Why I Am Part of the Minneapolis Teacher’s Strike

photo by Sarah Whiting at North Minneapolis rally Tuesday

When the bargaining team initially asked for a 20 percent salary increase, that seemed like a dramatic number — but only because Minneapolis Public Schools has a long history of not compensating their employees properly. The fact that teachers have not had more than a 2 percent pay raise in the last 20 years (with some increases being zero, and most raises not in line with rises in inflation and cost of living) makes this a fair ask, especially since district administrators like Superintendent Ed Graff have experienced hefty salary increases compared to others.

These seemingly dramatic figures are not a reflection of teachers asking for too much, but rather of the district providing far too little for far too long. We teachers are not to blame for asking for what we rightfully deserve. It is time the district compensated its educators fairly and treated us like the professionals we are.

My Content Area: Instrumental Music 

For my students (5th grade beginning band and orchestra), “stable schools” means funding schools well enough so that they can maintain fine arts offerings at a basic level with all schools offering robust, stable programming. When budgets are cut — it seems like nearly every year that I have been a Minneapolis Public Schools teacher (since 2009) — arts are cut first.

We know that learning how to play an instrument lights up areas all over the brain. Families want instrumental music. Administrators want instrumental music. Students are excited to participate in band and orchestra. But, when the schools lack a dedicated space for teaching and learning, when the middle schools have no structure for students to continue learning on their instrument, when budgets are slashed every year and programs come and go, there is no stability.

I have been on a cart, teaching in different spaces throughout the buildings, for 12 out of my 13 years in Minneapolis. The one partial year (2019-20) that I taught in dedicated spaces at both of my schools, my students’ achievement levels by January were amazingly high. I had time to focus on rituals and routines, lesson preparation, year-long planning, and performances.
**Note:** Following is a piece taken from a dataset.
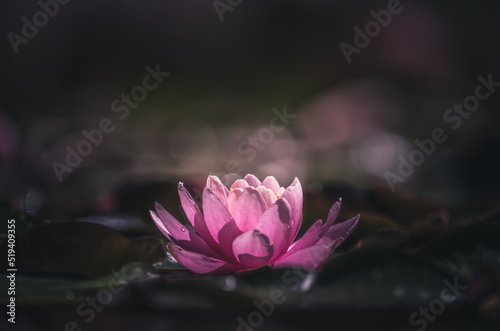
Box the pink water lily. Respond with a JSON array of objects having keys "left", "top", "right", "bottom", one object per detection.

I want this for all of my students every year. 

Photo Sarah Whiting

Raising Educational Support Professionals (ESPs) Wages and Hours 

I recently learned that staff at the Minneapolis Public Schools’ Davis Center make over $100,000 per year and pay the same amount for health insurance monthly premiums as the hourly ESPs, who are almost always part-time and making only $18,000 to $24,000 per year.

So many work very hard at their jobs — taking care of students’ needs in the lunchroom, hallways, recess, and in the classrooms as aides to teachers and students, and especially working with students receiving special education. ESPs build relationships with many of the students. Families know ESPs who are family liaisons and translators. These jobs are vital for schools to function well.
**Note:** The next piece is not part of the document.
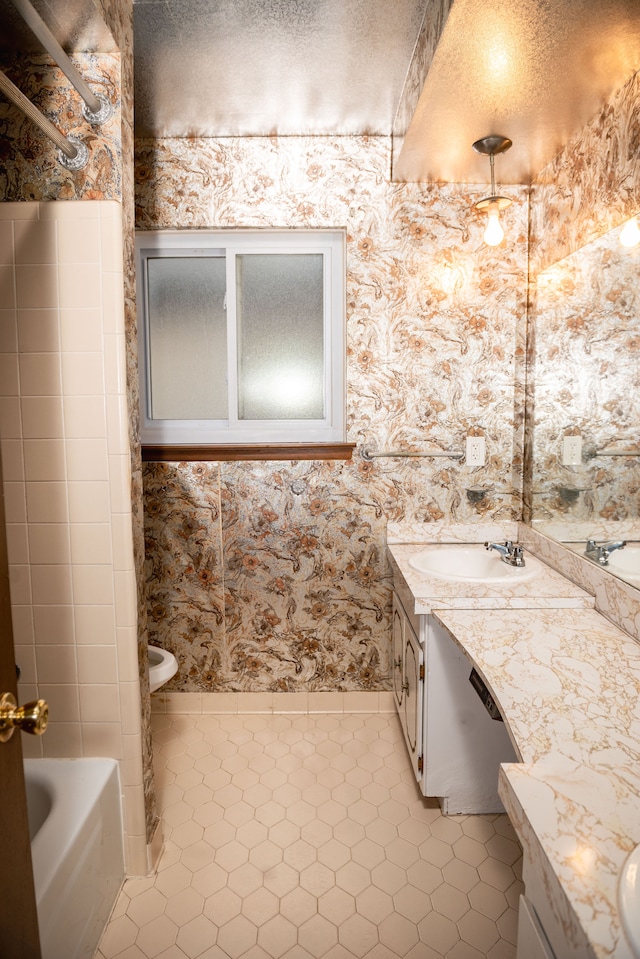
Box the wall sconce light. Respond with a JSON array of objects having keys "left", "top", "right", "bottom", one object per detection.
[
  {"left": 618, "top": 216, "right": 640, "bottom": 247},
  {"left": 472, "top": 136, "right": 511, "bottom": 246}
]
Personally, my own child cried when she found out an ESP (a special education assistant) was leaving the school to take a higher paying job elsewhere. Relationships matter. ESPs should not be paid poverty wages for the important jobs they do. Many are laid off at the end of the year with the possibility that they will be asked back to the same school in the fall. How is that a stable situation for the employee, always wondering if they will have a job or not come fall?

The district treats ESPs as mere cogs in a machine, and that is not in the best interest of kids. ESPs cannot access unemployment over the summer. They are seasonally employed and only hired to work the exact hours that students are in the building or on the school bus. Their knowledge and experience would be important during planning time, yet ESPs are not paid to attend staff meetings, not given collaboration time with staff, and not included in Individualized Education Plan (IEP) meetings that occur before or after school.
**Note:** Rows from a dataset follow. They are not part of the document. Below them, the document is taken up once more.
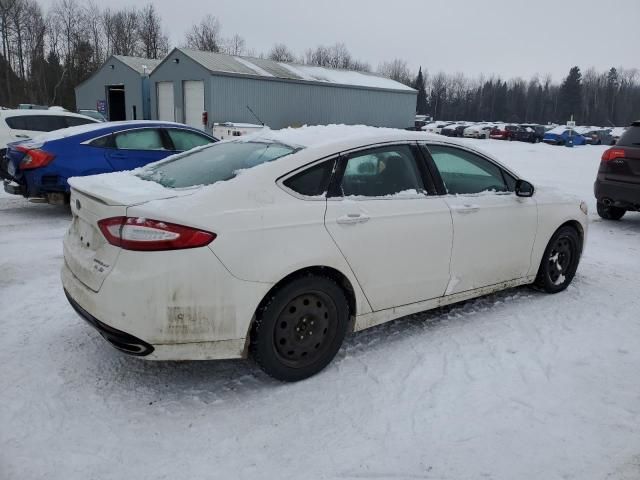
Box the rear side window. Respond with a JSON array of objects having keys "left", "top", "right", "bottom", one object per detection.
[
  {"left": 6, "top": 115, "right": 67, "bottom": 132},
  {"left": 167, "top": 128, "right": 211, "bottom": 152},
  {"left": 64, "top": 117, "right": 96, "bottom": 127},
  {"left": 89, "top": 135, "right": 115, "bottom": 148},
  {"left": 115, "top": 128, "right": 165, "bottom": 150},
  {"left": 617, "top": 124, "right": 640, "bottom": 147},
  {"left": 283, "top": 160, "right": 335, "bottom": 197},
  {"left": 429, "top": 145, "right": 515, "bottom": 195}
]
I would love to see more ESPs work 40-hour weeks. Right now, they typically work 32 or less per week. 

I could also write a chapter on why it is important to have MPS focus on recruitment and retention of teachers of color. MPS students need to learn from teachers that look like them. We all need to have a diverse teaching force. I trust my MFT bargaining team, a more diverse group than in past years, as they work on this important issue. MFT leadership is trying to lift up educators of color — those who have historically been underrepresented.

These are some of the many reasons that I voted “Yes” to authorize a strike. 

Maureen Hunt is a Minneapolis Public Schools teacher and parent of two who have been part of the Minneapolis school system.